Con voz propia: Las niñas, de Pilar Palomero
“Tienes que empezar a expresarte con tus propias palabras”, le dice en clase la profesora –una religiosa- a una compañera de Celia, la protagonista de Las niñas (2020), la ópera prima de la directora española Pilar Palomero. Esa voz propia que la profesora pide, es simbólicamente lo que en la escena de apertura del filme se les niega, pues Celia hace parte un coro escolar y otra profesora –es un colegio de monjas- les pide a las que desafinan que solo gesticulen, que finjan cantar para no dañar la armonía del conjunto vocal. Se imaginarán ustedes que estamos en un filme situado en la España franquista, pero no: Las niñas trascurre en Zaragoza en 1992, aproximadamente cuando la directora Palomero tenía la edad de Celia y sus compañeras, pues este es un retrato generacional semi autobiográfico. Simplemente es que las cosas no parecen haber cambiado mucho entre ambas épocas.
Afiliada sin problemas dentro del género de películas de coming of age, esta producción ibérica tiene su mayor fortaleza en la naturalidad de Celia (interpretada por Andrea Fandós) y sus amigas, unas niñas enfrentadas a una adolescencia que día a día las aleja de su niñez y de su inocencia, situándolas en el terreno de la incertidumbre, la curiosidad sexual, los cambios corporales tan anhelados como temidos, las ganas de nuevas experiencias y la sensación de encajar cada vez menos en el mundo de sus padres y sus profesoras del colegio. Allá las hacen ver Marcelino pan y vino (1955), ellas quieren escuchar a Héroes del silencio y Niños del Brasil, y leer Súper Pop.
Las niñas no rehúye a ninguno de los tópicos del género: la estudiante nueva y desadaptada –Brisa (Carlota Gurpegui)- que se alía con Celia, las compañeras mayores que las ponen a fumar o a tomar, las fiestas clandestinas, la represión de la disciplina escolar católica fundada en la culpa y el pecado, la pregunta constante por el cuerpo y su desarrollo, el bullying mal disimulado. Todo, sin embargo, matizado por una autenticidad que parte de las vivencias de la directora y el modo tan sensible en que las jóvenes actrices, algunas ya con alguna experiencia escénica, lograron representar a una generación ajena a ellas.

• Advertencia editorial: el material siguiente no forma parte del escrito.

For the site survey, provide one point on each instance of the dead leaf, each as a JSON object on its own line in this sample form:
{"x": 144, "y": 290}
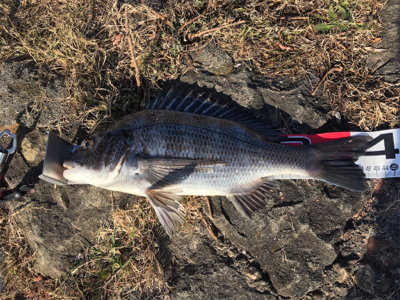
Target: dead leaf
{"x": 116, "y": 39}
{"x": 284, "y": 48}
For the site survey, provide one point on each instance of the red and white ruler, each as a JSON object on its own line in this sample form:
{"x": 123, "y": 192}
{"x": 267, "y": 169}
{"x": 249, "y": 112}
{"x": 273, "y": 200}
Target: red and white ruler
{"x": 382, "y": 160}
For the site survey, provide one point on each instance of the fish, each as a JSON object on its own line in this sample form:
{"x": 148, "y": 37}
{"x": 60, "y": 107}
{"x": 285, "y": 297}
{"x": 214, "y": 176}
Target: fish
{"x": 187, "y": 145}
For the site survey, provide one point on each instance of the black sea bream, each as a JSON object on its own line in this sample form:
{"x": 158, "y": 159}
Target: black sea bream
{"x": 192, "y": 146}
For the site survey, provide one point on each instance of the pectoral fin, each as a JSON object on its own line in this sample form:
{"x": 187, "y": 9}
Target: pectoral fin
{"x": 254, "y": 197}
{"x": 162, "y": 172}
{"x": 168, "y": 209}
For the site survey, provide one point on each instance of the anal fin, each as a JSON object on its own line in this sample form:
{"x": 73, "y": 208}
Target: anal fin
{"x": 254, "y": 197}
{"x": 168, "y": 209}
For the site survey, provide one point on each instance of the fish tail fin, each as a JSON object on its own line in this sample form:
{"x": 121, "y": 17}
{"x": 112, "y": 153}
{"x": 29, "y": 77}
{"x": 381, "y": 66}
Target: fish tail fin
{"x": 335, "y": 162}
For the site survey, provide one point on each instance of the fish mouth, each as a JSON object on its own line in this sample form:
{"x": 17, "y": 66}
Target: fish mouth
{"x": 71, "y": 164}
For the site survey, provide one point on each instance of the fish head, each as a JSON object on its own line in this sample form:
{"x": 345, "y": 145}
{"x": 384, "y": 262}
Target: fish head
{"x": 98, "y": 160}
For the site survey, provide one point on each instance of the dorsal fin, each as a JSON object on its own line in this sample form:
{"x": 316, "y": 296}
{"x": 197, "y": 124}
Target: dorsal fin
{"x": 206, "y": 107}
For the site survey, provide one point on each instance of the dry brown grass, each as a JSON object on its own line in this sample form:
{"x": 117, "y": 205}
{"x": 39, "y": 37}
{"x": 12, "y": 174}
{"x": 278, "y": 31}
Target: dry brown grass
{"x": 85, "y": 42}
{"x": 123, "y": 259}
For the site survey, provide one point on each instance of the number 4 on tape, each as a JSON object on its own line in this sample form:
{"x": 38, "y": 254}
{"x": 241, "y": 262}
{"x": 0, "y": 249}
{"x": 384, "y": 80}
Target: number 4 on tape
{"x": 382, "y": 159}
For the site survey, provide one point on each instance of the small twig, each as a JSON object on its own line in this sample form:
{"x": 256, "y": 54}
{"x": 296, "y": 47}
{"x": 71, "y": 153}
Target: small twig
{"x": 208, "y": 227}
{"x": 192, "y": 36}
{"x": 169, "y": 23}
{"x": 209, "y": 206}
{"x": 128, "y": 34}
{"x": 295, "y": 18}
{"x": 339, "y": 69}
{"x": 188, "y": 22}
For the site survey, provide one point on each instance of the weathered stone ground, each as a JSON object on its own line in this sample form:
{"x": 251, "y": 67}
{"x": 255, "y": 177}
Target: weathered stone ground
{"x": 313, "y": 240}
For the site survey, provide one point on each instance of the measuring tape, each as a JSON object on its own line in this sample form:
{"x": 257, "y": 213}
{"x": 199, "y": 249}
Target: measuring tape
{"x": 382, "y": 160}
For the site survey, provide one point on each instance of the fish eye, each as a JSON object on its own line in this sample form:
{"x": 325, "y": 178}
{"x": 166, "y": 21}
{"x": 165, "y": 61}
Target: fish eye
{"x": 86, "y": 144}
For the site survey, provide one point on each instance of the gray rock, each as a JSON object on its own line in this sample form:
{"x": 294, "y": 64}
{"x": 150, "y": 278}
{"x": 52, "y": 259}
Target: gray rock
{"x": 293, "y": 241}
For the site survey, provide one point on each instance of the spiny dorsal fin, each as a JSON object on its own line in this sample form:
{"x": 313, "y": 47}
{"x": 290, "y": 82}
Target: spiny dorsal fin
{"x": 206, "y": 107}
{"x": 253, "y": 198}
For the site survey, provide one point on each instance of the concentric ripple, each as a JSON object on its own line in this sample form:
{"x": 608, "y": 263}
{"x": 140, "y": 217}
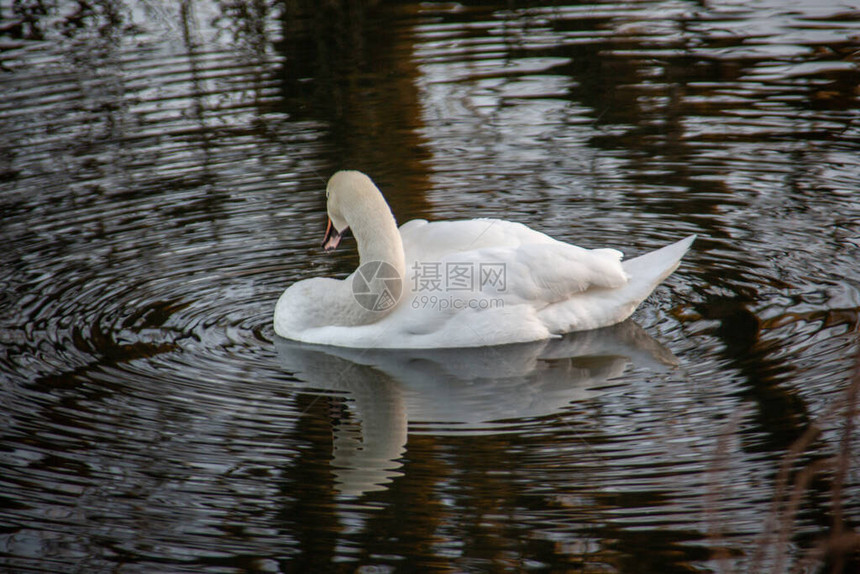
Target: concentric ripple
{"x": 162, "y": 168}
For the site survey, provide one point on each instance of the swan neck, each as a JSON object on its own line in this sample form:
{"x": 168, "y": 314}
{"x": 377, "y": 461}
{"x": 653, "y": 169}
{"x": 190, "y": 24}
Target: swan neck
{"x": 379, "y": 240}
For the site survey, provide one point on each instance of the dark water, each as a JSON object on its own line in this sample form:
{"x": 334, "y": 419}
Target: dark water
{"x": 161, "y": 182}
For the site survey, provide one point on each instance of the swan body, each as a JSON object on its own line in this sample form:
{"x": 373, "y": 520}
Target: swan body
{"x": 468, "y": 283}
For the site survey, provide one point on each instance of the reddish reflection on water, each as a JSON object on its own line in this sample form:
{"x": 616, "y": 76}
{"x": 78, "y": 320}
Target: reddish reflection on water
{"x": 161, "y": 177}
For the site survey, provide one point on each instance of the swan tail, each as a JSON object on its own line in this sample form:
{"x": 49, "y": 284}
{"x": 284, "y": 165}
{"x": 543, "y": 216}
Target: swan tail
{"x": 649, "y": 270}
{"x": 602, "y": 307}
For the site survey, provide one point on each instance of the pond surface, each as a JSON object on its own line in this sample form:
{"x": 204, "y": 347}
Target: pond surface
{"x": 162, "y": 168}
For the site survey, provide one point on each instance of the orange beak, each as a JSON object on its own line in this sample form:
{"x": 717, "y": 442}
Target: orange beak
{"x": 332, "y": 236}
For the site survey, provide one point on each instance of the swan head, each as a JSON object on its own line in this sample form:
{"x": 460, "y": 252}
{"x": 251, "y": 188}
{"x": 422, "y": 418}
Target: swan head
{"x": 351, "y": 199}
{"x": 339, "y": 186}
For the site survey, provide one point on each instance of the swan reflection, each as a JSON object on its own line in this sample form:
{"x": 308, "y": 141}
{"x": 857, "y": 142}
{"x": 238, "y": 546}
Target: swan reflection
{"x": 473, "y": 390}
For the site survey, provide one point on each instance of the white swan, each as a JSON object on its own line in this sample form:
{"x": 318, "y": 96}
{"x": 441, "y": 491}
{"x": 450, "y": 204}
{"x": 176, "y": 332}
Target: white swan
{"x": 466, "y": 283}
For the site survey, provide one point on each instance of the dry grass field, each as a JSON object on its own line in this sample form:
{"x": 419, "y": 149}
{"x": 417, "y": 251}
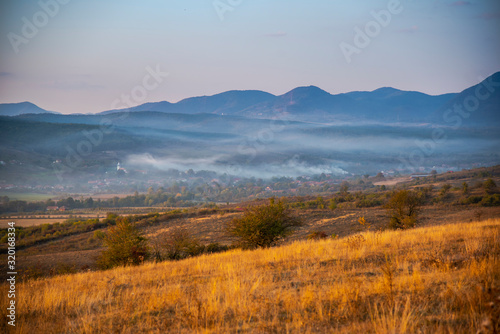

El drama de Las niñas, más allá de las anécdotas del mundo escolar, es el de la ausencia del padre (y por añadidura de cualquier figura masculina relevante). Brisa es huérfana y el padre de Celia siempre ha sido una sombra, un misterio que la acongoja: es hija de una madre soltera, lo que representaba en ese entonces una marca indeleble en la reputación de una mujer y una fuente de habladurías para las compañeras de Celia, que en privado la menosprecian por esto. Para la niña la negativa de su madre (una gran Natalia de Molina) a abordar el tema la lleva a buscar respuestas, a llamar la atención de la única forma en que sabe que sabe que tendrá necesariamente que ser escuchada por su madre.
Este no es un relato de grandes proporciones ni de épicas ambiciones. Esta es una historia íntima sobre lo complejo de crecer y sobre lo difícil, pero necesario, que es aceptar y aceptarse. Los ojos grandes y expresivos de Celia –que evocan a los de Ana Torrent cuando niña- están abiertos al mundo y con ellos ve que ya es tiempo de dejar los miedos atrás y de atreverse. Ha reclamado su voz. Y ahora la utiliza.